Трубадур незаметно перевел дыхание и беззаботно рассмеялся:

- Исключительно интерес в изготовлении муки. Ведь без муки не испечешь хлеба!

Брови герцога удивленно взмыли вверх, ко лбу. Но бури не разразилось. Напротив, уже через мгновение в комнате звучал его громогласный смех.

- Тебя бы стоило наказать за твой острый язык! – заявил он. – Но я не стану этого делать – люблю тебя и не знаю, за что.

- Быть может, за то, что заменили мне отца, и за то, что я люблю вас в благодарность?

- Быть может, - задумался герцог. – Вот что, Серж… Коли я заменил тебе отца, то только мне и дозволено говорить тебе о таких вещах… Катрин с мельницы – девушка красивая, неглупая. Но она тебе не пара. Ты должен помнить, кто ты. Ни на минуту не забывать. Она всего лишь красивая мельничиха. Ты – потомок владельцев Конфьяна, ты сын маркиза. В тебе течет кровь рыцарей, которые всегда были опорой трону. И с Катрин у тебя ничего быть не может.

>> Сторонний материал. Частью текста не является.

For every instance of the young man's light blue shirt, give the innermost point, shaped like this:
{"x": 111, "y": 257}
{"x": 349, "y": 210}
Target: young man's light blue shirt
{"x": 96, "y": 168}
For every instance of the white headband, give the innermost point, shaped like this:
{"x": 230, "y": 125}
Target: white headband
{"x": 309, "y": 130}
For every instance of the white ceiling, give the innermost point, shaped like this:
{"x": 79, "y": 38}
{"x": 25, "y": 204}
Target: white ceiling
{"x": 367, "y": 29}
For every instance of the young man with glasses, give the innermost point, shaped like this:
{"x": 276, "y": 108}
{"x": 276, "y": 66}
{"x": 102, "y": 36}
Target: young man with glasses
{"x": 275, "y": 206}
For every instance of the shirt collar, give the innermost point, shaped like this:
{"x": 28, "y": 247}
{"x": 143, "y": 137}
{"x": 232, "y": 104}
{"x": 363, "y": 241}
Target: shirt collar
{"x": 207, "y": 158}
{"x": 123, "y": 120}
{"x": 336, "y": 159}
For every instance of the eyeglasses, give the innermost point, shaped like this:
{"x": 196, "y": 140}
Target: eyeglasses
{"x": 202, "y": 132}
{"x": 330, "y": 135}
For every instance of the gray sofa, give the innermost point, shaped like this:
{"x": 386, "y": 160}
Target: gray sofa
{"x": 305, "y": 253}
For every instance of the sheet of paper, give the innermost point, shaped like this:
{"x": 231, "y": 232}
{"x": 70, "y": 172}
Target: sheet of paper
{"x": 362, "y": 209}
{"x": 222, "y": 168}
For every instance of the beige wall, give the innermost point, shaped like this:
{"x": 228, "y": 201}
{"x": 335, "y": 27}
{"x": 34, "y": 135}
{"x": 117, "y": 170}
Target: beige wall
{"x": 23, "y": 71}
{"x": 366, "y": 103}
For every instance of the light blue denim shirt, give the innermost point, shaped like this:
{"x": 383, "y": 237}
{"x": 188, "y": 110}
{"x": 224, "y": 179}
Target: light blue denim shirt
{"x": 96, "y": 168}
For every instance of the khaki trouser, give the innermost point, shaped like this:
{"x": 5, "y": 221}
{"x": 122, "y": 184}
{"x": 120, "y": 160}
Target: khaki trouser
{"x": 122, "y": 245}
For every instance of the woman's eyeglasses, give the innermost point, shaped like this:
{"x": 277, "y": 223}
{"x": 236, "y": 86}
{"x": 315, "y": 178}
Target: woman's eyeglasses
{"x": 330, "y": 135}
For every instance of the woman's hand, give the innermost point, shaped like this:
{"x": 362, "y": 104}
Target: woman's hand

Серж криво усмехнулся. С Катрин-мельничихой ничего и не было. Давно. И она не слишком горевала по этому поводу. Но коли до герцога дошли слухи…

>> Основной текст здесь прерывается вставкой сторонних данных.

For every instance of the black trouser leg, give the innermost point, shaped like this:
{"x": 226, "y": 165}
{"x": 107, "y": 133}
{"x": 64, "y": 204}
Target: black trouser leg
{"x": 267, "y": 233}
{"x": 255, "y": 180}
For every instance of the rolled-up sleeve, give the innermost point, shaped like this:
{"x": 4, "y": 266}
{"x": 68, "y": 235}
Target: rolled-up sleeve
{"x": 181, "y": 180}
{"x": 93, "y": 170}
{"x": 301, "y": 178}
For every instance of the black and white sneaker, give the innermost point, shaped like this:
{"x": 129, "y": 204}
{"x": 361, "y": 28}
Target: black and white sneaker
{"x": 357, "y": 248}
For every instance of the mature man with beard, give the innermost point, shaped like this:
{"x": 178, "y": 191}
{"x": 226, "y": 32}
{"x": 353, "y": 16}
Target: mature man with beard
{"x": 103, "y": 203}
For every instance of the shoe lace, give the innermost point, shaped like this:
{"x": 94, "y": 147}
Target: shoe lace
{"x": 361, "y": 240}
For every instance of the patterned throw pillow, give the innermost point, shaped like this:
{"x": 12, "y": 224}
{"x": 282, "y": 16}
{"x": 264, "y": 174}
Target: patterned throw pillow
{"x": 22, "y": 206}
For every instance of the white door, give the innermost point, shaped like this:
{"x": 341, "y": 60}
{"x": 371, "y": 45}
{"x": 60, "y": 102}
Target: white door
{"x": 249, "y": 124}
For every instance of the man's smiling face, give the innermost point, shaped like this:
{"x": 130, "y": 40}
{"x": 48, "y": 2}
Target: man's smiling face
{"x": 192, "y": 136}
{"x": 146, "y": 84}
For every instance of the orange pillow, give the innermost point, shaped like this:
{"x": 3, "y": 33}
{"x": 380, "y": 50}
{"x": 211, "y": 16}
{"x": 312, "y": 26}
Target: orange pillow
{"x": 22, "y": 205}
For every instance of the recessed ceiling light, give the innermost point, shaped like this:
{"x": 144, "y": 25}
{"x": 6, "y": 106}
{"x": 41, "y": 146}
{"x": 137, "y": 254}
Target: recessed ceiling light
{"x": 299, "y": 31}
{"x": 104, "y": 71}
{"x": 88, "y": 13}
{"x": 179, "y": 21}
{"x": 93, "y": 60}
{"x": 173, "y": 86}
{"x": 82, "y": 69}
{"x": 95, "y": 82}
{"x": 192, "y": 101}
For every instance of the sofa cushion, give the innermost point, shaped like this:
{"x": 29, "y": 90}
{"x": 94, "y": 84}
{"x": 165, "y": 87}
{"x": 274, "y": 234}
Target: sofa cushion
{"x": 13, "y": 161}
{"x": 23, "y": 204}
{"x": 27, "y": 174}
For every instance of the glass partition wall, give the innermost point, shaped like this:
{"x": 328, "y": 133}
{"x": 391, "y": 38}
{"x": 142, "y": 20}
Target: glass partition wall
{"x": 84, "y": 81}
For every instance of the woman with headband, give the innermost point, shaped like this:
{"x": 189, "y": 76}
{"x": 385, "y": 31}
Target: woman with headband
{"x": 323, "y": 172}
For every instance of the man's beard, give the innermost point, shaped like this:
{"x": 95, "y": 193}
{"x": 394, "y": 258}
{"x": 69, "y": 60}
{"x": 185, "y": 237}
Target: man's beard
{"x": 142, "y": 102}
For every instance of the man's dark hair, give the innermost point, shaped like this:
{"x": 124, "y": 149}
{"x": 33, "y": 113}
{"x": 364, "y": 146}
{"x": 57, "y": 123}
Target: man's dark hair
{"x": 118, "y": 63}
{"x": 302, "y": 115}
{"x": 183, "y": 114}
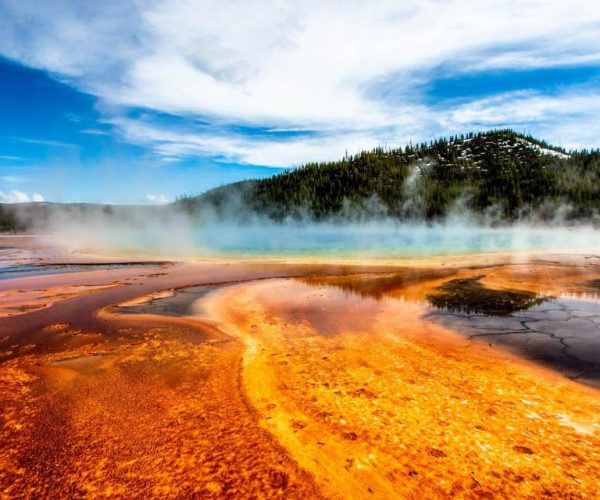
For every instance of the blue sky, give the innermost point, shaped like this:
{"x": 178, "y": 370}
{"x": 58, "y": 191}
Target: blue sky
{"x": 130, "y": 102}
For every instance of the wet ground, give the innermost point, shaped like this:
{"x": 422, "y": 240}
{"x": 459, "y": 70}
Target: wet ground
{"x": 451, "y": 378}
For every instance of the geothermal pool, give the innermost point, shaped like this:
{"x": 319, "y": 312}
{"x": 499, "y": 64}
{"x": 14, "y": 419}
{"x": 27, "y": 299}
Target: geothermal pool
{"x": 469, "y": 376}
{"x": 382, "y": 240}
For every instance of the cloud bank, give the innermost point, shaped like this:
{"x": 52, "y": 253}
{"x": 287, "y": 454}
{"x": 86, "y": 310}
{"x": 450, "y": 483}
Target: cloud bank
{"x": 279, "y": 84}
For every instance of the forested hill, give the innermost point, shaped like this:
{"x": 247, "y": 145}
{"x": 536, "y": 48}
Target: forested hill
{"x": 501, "y": 171}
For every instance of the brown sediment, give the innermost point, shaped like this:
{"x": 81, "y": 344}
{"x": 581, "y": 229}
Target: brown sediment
{"x": 374, "y": 401}
{"x": 334, "y": 383}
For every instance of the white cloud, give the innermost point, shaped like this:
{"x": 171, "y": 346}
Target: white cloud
{"x": 350, "y": 72}
{"x": 14, "y": 196}
{"x": 158, "y": 199}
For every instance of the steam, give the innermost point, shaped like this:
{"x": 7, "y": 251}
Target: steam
{"x": 169, "y": 231}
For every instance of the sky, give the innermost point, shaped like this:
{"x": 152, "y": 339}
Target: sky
{"x": 130, "y": 101}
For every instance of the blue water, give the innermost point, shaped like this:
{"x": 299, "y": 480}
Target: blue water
{"x": 360, "y": 240}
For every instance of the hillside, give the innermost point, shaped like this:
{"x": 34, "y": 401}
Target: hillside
{"x": 501, "y": 171}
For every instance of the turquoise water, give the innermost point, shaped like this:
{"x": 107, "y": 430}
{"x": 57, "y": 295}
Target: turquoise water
{"x": 362, "y": 240}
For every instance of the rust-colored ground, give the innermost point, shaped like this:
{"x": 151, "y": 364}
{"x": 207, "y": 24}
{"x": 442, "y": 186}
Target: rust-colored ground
{"x": 374, "y": 401}
{"x": 298, "y": 381}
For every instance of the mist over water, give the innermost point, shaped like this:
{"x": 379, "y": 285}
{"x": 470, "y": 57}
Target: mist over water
{"x": 172, "y": 233}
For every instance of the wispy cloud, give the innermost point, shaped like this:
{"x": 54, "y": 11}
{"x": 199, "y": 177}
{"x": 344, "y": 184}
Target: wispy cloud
{"x": 14, "y": 196}
{"x": 45, "y": 142}
{"x": 350, "y": 73}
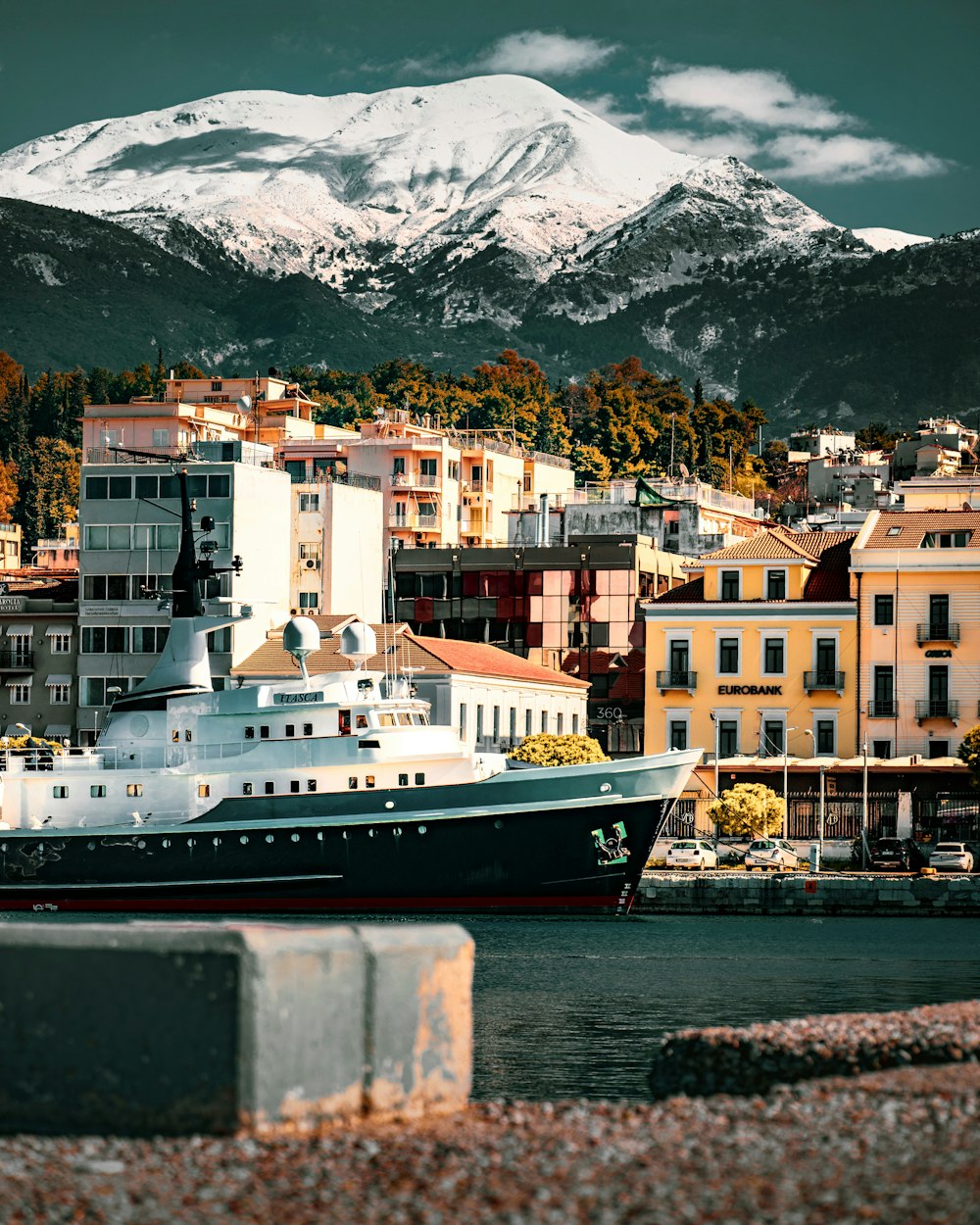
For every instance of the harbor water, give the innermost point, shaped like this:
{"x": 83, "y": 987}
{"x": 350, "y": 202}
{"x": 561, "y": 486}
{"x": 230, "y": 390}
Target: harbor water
{"x": 573, "y": 1007}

- Что же, дочь мельника любви не достойна?

- Дочь мельника должна быть счастлива уж тем, что ее ты взял в свою постель. Все прочие чувства ей не положены. А ты… люби, сколько вздумается, но и о том, что она тебе не пара, не забывай.

Герцог, довольный своей речью, встал и подошел к окну.

- Я надеюсь, ты, Серж де Конфьян, достаточно понятлив, чтобы мне не приходилось возвращаться к этому разговору?

- Вам не придется возвращаться к этому разговору, - ответил трубадур, проследив взглядом туда, за окно, в которое смотрел герцог Робер. Удивительно зеленый был день. Солнечный, освещавший изумрудные луга и леса далеко на горизонте. Скользивший золотым светом по домикам деревеньки Жуайеза.

И в этой самой деревеньке жили и пекарша Клодетт, и мельничиха Катрин… И десятки женщин, которые «должны быть счастливы уж тем, что их взяли в свою постель». От этой мысли во рту сделалось сухо. Кто он? Слуга? Знатный господин? Нищий, не имеющий дома и не имеющий своего настоящего имени. Едва ли он заслуживает любви больше, чем те, о ком говорил герцог. Себя не обманешь. Он никто. И даже Его Светлость Робер де Жуайез в действительности не его любит, а то, что вложил в него.

- Вот и славно, - сказал герцог. – Теперь мне нужно переговорить с тобой о деле. Ты знаешь дю Марто?